Na prática, isso significa que muitas famílias brasileiras estão "presas do lado de lá". O parente pode até completar o processo e comparecer à entrevista no consulado, mas o visto simplesmente não é emitido. Quem esperava juntar a família nos próximos meses viu o relógio parar.
O que exatamente foi suspenso
A medida foi anunciada em 14 de janeiro de 2026 e entrou em vigor no dia 21. Segundo o Departamento de Estado, a pausa serve para reavaliar os critérios de "public charge" - a regra que avalia se a pessoa teria "alto risco" de depender de benefícios públicos do governo americano no futuro.
Um ponto importante para tranquilizar parte dos nossos leitores: a suspensão atinge apenas os vistos de imigrante (os que levam ao green card via consulado). Vistos de turista e estudante não foram suspensos. E há um detalhe que muita gente não percebe: as entrevistas continuam acontecendo normalmente - o que parou foi a emissão do visto no fim do processo. Ou seja, sua família pode ser convocada, comparecer e, ainda assim, sair sem o visto na mão enquanto a pausa durar.
Quem sente o golpe são, sobretudo, os familiares de cidadãos e residentes que aguardam no exterior: cônjuges, filhos e pais. É a reunião familiar que fica em compasso de espera, sem data definida para terminar.
Atenção: isso é diferente da decisão de Rhode Island
Nas últimas semanas circulou bastante a notícia de uma vitória judicial em Rhode Island contra políticas do USCIS que travavam green cards e autorizações de trabalho. É importante separar as coisas. Aquela decisão trata de casos dentro dos Estados Unidos. Ela não restaura o processamento consular nem desfaz a suspensão dos 75 países. Se o seu parente espera no Brasil, esse precedente, sozinho, não resolve o caso dele.
Há litígio - e há esperança calibrada
A suspensão está sendo contestada na Justiça. Uma ação federal ampla - o caso CLINIC v. Departamento de Estado, movido por organizações como o National Immigration Law Center, a Democracy Forward e a The Legal Aid Society em nome de cidadãos americanos que patrocinam parentes - pede para bloquear e anular a pausa, sob o argumento de que ela cria um banimento por nacionalidade e substitui a análise individual de "public charge" prevista em lei por um critério mais amplo e sem autorização legal. Esse caso central ainda está pendente.
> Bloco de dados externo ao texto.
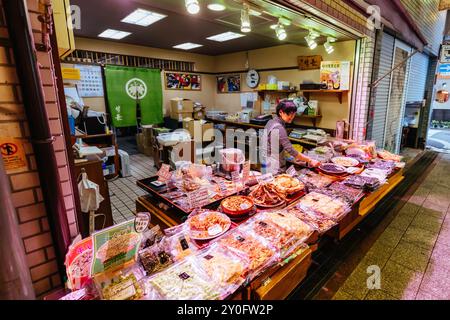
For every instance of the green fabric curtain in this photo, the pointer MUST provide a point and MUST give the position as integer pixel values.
(125, 87)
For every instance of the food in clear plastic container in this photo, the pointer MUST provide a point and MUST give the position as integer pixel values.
(207, 224)
(284, 241)
(155, 259)
(258, 253)
(183, 281)
(290, 223)
(222, 266)
(314, 180)
(266, 195)
(330, 207)
(287, 185)
(316, 220)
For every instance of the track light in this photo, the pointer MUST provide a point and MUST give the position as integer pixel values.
(192, 6)
(280, 32)
(311, 43)
(245, 19)
(329, 48)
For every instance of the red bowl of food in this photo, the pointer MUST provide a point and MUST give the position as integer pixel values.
(237, 205)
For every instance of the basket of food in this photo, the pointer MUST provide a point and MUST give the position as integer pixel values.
(237, 205)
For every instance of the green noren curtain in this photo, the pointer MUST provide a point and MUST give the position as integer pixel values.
(126, 87)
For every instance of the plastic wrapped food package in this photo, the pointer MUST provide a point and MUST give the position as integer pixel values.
(316, 220)
(183, 281)
(155, 258)
(288, 222)
(258, 252)
(330, 207)
(284, 241)
(227, 269)
(314, 180)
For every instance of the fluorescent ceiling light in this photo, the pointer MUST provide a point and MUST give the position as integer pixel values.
(226, 36)
(114, 34)
(187, 46)
(216, 7)
(143, 17)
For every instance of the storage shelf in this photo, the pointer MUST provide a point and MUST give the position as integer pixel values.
(339, 93)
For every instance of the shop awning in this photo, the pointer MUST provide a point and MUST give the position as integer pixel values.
(400, 20)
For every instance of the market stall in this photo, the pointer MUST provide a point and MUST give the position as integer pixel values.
(226, 232)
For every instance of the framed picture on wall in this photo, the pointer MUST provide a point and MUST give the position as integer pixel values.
(183, 81)
(228, 84)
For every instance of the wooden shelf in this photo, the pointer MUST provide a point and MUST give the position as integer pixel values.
(339, 93)
(312, 118)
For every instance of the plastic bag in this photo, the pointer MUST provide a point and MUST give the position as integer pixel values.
(183, 281)
(315, 220)
(260, 253)
(226, 269)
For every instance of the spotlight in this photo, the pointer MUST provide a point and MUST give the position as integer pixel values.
(192, 6)
(245, 20)
(311, 43)
(280, 32)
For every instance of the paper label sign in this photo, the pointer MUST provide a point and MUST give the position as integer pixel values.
(268, 177)
(13, 154)
(198, 198)
(291, 171)
(164, 173)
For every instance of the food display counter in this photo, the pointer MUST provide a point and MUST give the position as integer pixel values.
(249, 236)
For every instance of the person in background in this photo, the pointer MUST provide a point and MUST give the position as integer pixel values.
(276, 129)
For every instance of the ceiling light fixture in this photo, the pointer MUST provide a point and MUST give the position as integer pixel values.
(216, 7)
(187, 46)
(245, 19)
(192, 6)
(329, 48)
(226, 36)
(114, 34)
(311, 43)
(280, 32)
(143, 17)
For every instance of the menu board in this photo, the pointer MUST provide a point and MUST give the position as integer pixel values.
(114, 247)
(91, 84)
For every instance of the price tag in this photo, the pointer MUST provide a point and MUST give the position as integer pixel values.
(291, 171)
(223, 187)
(164, 173)
(214, 230)
(245, 172)
(268, 177)
(198, 198)
(141, 221)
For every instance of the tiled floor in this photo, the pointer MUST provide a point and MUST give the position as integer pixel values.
(413, 253)
(124, 191)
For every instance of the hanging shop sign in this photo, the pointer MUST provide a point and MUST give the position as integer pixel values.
(335, 75)
(229, 84)
(183, 81)
(445, 54)
(115, 247)
(309, 62)
(444, 71)
(13, 155)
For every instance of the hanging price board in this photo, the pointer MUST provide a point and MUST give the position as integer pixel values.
(198, 198)
(245, 172)
(291, 171)
(164, 173)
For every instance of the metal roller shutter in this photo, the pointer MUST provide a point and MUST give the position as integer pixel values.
(383, 89)
(417, 77)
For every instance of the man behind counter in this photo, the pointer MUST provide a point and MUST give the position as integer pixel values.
(276, 129)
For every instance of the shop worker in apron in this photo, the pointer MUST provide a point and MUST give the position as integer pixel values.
(275, 135)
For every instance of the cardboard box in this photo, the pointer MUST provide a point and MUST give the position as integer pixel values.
(197, 130)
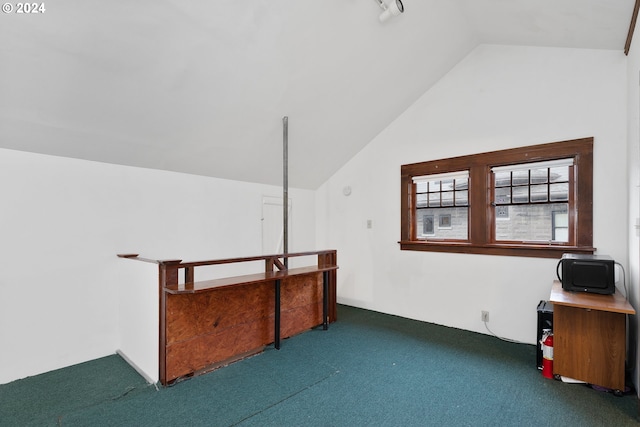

Houve, sim, uma vitória pontual. No caso Ullah v. LaFave, o juiz federal Leo T. Sorokin, do distrito de Massachusetts, concedeu em 2 de junho de 2026 uma liminar entendendo que a pausa "viola a lei federal de imigração ao se sobrepor à autoridade de adjudicação individual que o Congresso conferiu aos oficiais consulares". Mas é preciso ler com cuidado: essa foi uma de apenas duas liminares desse tipo concedidas no país e vale apenas para o autor daquela ação específica. Não derrubou a suspensão para todo mundo. Em outras palavras, é um sinal de que os tribunais podem questionar a medida - não uma garantia de reversão.
O que você deve fazer se patrocina um parente no Brasil
- Não compre passagem nem feche nada antes de o visto ser efetivamente emitido. Mesmo com entrevista marcada ou já realizada, o visto pode não sair. Evite prejuízo financeiro e frustração.
- Mantenha o caso ativo. Continue enviando documentos e comparecendo às entrevistas quando convocado - o processamento administrativo segue durante a pausa, e você não quer perder prazos por inação.
- Procure um advogado de imigração de confiança. Cada caso tem particularidades (categoria de visto, dupla nacionalidade, situação familiar). Só um profissional pode avaliar se vale a pena considerar litígio individual, como no caso Ullah, ou aguardar.
- Acompanhe comunicações oficiais do consulado e do Departamento de Estado, e desconfie de quem promete "destravar" o visto rapidinho mediante pagamento.
A pausa segue em vigor, sem data anunciada para acabar. Para a comunidade brasileira, o recado é de cautela e organização: nada de decisões precipitadas, e sim acompanhamento próximo do caso, com orientação jurídica. Vamos seguir monitorando as decisões judiciais e qualquer mudança na política consular e trazendo as atualizações aqui.